In conclusion, the lavender genome assembly reported here represents the first relatively complete high-quality draft genome. The initial analysis of the genome sequences reveals a genome optimized for EO production by having large copy numbers of many EO pathway genes and genes unique to EO-producing plants. Future work may involve the estimation of the level of genome heterozygosity, identification of any genome duplication events during the course of the plant’s evolution, closing of the gaps in the draft assembly using long sequencing platforms, and optical mapping technologies to map the genome sequences to their chromosomal locations.

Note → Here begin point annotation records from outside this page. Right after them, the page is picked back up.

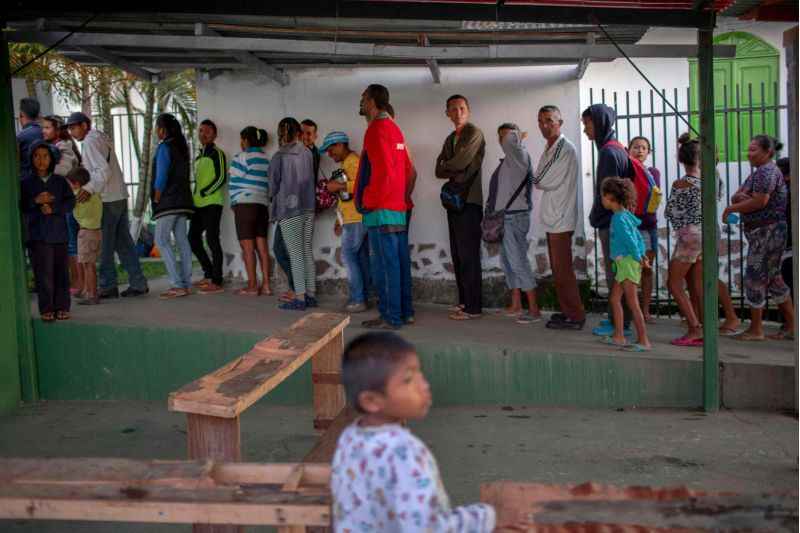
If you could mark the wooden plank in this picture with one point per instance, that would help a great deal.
(329, 397)
(222, 506)
(164, 491)
(545, 507)
(117, 472)
(234, 387)
(323, 450)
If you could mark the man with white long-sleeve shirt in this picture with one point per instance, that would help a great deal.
(107, 180)
(557, 176)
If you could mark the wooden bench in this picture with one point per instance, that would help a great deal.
(214, 402)
(208, 492)
(593, 507)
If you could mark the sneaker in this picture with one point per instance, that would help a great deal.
(527, 318)
(356, 307)
(108, 294)
(294, 305)
(380, 324)
(131, 292)
(565, 324)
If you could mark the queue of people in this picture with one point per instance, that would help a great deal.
(372, 194)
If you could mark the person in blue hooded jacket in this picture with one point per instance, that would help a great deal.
(612, 161)
(628, 254)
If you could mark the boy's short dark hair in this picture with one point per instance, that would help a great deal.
(79, 175)
(369, 361)
(210, 124)
(30, 108)
(621, 190)
(456, 97)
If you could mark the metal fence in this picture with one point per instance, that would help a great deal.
(742, 113)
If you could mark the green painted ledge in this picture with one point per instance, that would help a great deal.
(103, 362)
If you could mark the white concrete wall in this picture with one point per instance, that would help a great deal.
(331, 96)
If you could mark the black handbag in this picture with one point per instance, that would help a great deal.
(492, 225)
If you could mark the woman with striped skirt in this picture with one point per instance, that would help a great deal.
(292, 176)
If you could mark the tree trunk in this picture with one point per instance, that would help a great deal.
(86, 94)
(144, 161)
(104, 103)
(30, 85)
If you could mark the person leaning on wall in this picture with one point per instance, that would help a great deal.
(460, 163)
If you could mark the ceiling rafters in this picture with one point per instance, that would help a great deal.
(246, 57)
(105, 56)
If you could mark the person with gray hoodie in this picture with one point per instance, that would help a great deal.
(292, 176)
(514, 169)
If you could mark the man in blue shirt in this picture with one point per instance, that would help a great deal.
(29, 133)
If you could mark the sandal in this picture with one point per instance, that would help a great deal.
(171, 293)
(686, 342)
(462, 315)
(611, 342)
(636, 347)
(781, 335)
(745, 336)
(246, 292)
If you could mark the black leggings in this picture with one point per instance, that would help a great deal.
(207, 220)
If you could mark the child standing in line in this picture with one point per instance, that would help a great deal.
(628, 254)
(46, 198)
(89, 215)
(383, 477)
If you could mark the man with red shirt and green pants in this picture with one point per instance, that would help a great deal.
(380, 188)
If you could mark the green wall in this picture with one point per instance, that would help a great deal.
(17, 366)
(88, 362)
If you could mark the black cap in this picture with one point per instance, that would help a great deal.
(77, 117)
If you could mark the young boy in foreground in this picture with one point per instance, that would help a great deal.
(384, 478)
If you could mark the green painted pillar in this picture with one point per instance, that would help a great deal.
(18, 375)
(705, 76)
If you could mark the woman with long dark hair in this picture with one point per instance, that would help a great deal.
(762, 202)
(172, 205)
(293, 181)
(55, 133)
(249, 190)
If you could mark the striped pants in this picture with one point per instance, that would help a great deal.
(298, 233)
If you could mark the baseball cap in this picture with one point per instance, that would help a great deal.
(334, 137)
(77, 117)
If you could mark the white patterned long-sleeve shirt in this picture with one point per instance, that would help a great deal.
(384, 479)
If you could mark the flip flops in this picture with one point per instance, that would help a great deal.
(687, 342)
(747, 337)
(611, 342)
(636, 348)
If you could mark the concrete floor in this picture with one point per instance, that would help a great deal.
(731, 450)
(238, 313)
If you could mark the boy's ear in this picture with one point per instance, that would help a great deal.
(371, 402)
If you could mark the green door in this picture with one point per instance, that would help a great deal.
(743, 87)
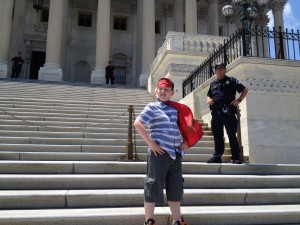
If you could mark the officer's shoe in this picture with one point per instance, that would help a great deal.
(178, 222)
(215, 159)
(236, 161)
(150, 222)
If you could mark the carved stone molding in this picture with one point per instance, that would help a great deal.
(288, 86)
(182, 67)
(277, 5)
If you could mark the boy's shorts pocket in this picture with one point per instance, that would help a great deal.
(149, 189)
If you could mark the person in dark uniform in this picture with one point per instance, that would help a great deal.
(17, 65)
(223, 105)
(109, 73)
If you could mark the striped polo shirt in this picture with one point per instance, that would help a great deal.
(162, 122)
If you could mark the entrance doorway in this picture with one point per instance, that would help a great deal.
(37, 61)
(120, 75)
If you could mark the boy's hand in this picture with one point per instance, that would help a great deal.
(156, 148)
(184, 146)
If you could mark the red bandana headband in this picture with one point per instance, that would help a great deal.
(164, 83)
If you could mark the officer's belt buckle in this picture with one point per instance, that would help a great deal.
(225, 109)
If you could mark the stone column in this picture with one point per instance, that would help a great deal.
(277, 10)
(148, 38)
(18, 27)
(102, 42)
(168, 9)
(6, 11)
(52, 68)
(213, 17)
(134, 74)
(191, 16)
(178, 15)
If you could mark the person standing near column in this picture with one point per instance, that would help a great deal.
(110, 73)
(17, 61)
(166, 149)
(223, 105)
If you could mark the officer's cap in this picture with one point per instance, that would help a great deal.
(220, 65)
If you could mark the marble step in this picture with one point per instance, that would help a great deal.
(129, 181)
(139, 167)
(46, 199)
(194, 215)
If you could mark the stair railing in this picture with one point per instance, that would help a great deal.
(239, 134)
(129, 146)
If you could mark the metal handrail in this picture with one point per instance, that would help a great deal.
(274, 43)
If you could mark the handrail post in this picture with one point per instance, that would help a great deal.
(129, 146)
(239, 134)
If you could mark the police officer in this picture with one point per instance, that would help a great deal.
(223, 105)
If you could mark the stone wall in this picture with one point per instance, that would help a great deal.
(270, 118)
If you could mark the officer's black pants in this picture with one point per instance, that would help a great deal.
(219, 120)
(109, 78)
(15, 72)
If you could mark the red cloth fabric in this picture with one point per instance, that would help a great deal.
(191, 130)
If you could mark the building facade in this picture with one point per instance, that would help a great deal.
(72, 40)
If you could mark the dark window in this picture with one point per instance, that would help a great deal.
(45, 15)
(120, 23)
(84, 19)
(157, 27)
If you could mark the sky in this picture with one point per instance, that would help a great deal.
(291, 15)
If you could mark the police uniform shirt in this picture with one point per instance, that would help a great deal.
(223, 91)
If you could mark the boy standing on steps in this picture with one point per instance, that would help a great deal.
(164, 163)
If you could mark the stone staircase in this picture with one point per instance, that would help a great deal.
(62, 162)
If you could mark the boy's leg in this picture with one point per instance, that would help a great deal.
(149, 210)
(175, 209)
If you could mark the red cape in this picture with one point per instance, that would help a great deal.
(190, 129)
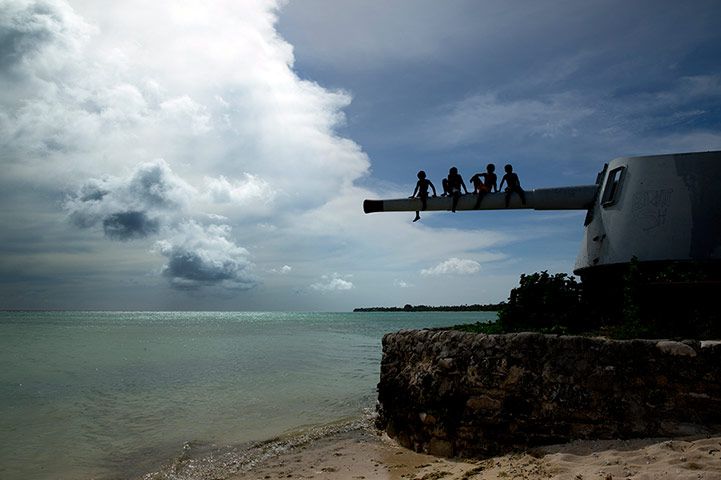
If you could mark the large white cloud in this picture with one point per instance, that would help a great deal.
(453, 266)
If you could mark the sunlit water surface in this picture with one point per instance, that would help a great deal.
(120, 394)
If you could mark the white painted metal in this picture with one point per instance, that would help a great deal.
(666, 207)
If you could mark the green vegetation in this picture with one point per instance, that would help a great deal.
(647, 301)
(541, 303)
(675, 301)
(425, 308)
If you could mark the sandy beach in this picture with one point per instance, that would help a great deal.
(365, 454)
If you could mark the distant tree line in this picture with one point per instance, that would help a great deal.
(493, 307)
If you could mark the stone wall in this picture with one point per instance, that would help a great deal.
(464, 394)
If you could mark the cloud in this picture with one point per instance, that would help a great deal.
(249, 189)
(130, 207)
(203, 256)
(334, 283)
(285, 269)
(453, 266)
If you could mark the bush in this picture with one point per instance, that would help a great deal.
(543, 303)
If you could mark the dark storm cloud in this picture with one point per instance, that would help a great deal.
(130, 225)
(130, 208)
(200, 256)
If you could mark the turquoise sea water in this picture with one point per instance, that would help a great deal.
(111, 395)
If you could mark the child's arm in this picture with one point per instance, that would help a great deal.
(418, 186)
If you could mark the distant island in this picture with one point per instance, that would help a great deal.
(493, 307)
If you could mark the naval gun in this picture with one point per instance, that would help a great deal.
(658, 209)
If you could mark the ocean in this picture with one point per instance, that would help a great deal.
(125, 395)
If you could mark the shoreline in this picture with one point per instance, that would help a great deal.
(368, 454)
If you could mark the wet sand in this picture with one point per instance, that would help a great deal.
(364, 454)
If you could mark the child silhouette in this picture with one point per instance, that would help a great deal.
(452, 187)
(422, 191)
(514, 185)
(483, 183)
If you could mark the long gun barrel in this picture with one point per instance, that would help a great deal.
(559, 198)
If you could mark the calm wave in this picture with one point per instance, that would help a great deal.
(119, 394)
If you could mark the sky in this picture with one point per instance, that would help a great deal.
(181, 155)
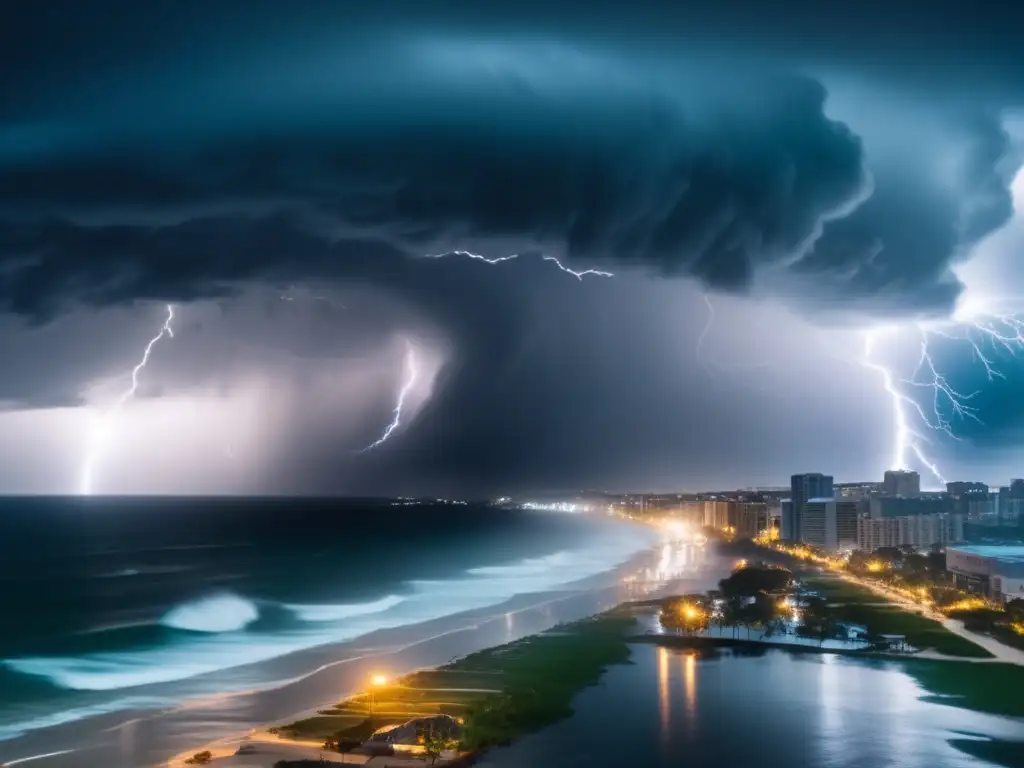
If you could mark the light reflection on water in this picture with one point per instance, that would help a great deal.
(769, 709)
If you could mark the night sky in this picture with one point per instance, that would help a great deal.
(765, 183)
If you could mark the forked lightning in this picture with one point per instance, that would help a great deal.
(99, 434)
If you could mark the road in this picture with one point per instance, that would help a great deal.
(999, 651)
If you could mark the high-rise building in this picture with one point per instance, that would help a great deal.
(1011, 503)
(786, 521)
(901, 506)
(832, 523)
(901, 482)
(921, 531)
(802, 488)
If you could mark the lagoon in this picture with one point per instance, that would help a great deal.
(769, 709)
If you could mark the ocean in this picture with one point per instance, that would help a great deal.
(126, 604)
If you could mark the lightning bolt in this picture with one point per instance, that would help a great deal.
(411, 375)
(102, 427)
(499, 259)
(947, 404)
(704, 335)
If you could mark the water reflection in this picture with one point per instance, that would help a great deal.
(773, 710)
(663, 693)
(690, 685)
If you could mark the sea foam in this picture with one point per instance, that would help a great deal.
(225, 612)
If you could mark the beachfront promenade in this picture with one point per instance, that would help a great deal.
(999, 651)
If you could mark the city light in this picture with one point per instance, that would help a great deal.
(556, 507)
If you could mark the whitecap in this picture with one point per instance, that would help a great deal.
(225, 612)
(342, 611)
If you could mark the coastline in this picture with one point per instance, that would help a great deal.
(147, 737)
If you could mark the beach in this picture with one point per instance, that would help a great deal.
(132, 738)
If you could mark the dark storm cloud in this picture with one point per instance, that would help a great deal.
(154, 165)
(174, 151)
(604, 173)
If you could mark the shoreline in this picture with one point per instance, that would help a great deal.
(152, 737)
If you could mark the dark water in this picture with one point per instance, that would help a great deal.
(772, 710)
(112, 604)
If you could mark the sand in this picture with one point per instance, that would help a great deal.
(140, 738)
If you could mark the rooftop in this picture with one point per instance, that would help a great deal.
(1008, 553)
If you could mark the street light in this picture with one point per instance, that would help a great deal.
(376, 682)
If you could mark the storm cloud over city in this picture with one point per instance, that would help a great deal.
(506, 250)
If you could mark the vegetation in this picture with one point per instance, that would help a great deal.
(858, 604)
(435, 742)
(687, 613)
(542, 674)
(516, 688)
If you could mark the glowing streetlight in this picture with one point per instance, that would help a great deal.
(376, 681)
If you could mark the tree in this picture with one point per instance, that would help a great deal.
(436, 741)
(689, 613)
(818, 621)
(753, 581)
(1015, 609)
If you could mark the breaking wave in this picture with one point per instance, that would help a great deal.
(225, 612)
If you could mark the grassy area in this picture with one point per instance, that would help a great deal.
(861, 605)
(500, 693)
(839, 590)
(994, 688)
(920, 632)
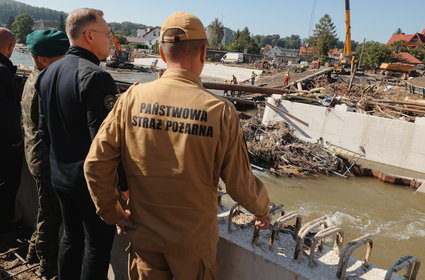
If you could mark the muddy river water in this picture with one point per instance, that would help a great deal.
(393, 214)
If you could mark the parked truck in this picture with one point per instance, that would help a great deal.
(232, 58)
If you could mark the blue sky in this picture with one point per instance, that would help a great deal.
(371, 19)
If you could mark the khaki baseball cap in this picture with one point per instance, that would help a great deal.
(187, 22)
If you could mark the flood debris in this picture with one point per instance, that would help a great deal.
(275, 147)
(378, 96)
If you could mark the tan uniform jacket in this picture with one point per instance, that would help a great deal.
(175, 140)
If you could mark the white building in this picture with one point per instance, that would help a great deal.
(141, 32)
(152, 36)
(283, 55)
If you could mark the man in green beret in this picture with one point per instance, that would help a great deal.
(45, 47)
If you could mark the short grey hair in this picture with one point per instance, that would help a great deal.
(79, 19)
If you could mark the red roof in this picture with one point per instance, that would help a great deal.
(304, 50)
(407, 58)
(408, 38)
(334, 51)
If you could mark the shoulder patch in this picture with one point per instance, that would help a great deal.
(109, 101)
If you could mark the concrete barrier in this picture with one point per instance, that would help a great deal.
(237, 257)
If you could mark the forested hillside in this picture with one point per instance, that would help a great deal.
(10, 8)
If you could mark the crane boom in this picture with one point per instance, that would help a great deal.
(347, 46)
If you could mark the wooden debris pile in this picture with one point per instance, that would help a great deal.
(276, 147)
(379, 98)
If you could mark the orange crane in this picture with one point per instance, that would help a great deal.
(347, 47)
(347, 56)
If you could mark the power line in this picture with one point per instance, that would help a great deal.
(313, 15)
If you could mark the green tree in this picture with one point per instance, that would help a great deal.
(22, 26)
(126, 31)
(121, 38)
(374, 54)
(324, 37)
(155, 48)
(398, 31)
(217, 33)
(418, 52)
(263, 41)
(242, 41)
(399, 46)
(61, 23)
(10, 22)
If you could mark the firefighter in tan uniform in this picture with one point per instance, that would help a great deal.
(175, 140)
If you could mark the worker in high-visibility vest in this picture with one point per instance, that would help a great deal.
(286, 78)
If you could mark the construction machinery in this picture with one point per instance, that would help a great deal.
(120, 58)
(346, 60)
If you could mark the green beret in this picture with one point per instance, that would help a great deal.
(47, 43)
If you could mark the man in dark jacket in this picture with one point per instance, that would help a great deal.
(11, 150)
(45, 47)
(76, 95)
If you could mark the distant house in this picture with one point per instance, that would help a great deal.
(228, 35)
(44, 24)
(405, 57)
(283, 55)
(412, 40)
(152, 36)
(305, 50)
(135, 40)
(335, 54)
(141, 32)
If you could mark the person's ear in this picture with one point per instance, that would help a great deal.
(162, 54)
(88, 37)
(10, 48)
(203, 53)
(44, 61)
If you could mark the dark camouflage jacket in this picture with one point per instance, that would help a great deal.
(36, 152)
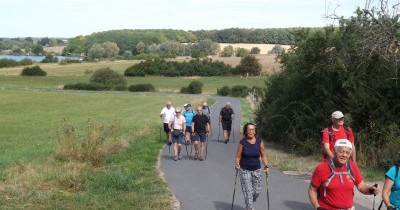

Given the economic status of lavender and its applications of EOs in many industries, the lavender draft genome sequences can serve as a significant genomics resource for the lavender research communities.

Author contribution statement

SSM and PL designed and funded the research. SSM, AMA and LSS prepared gDNA for sequencing and provided ESTs and transcriptome sequences used in annotating the draft assembly. RPNM and PL conducted bioinformatics work to generate the draft genome assembly and annotate it. RPNM, PL and SSM prepared the manuscript. All authors read and approved the manuscript.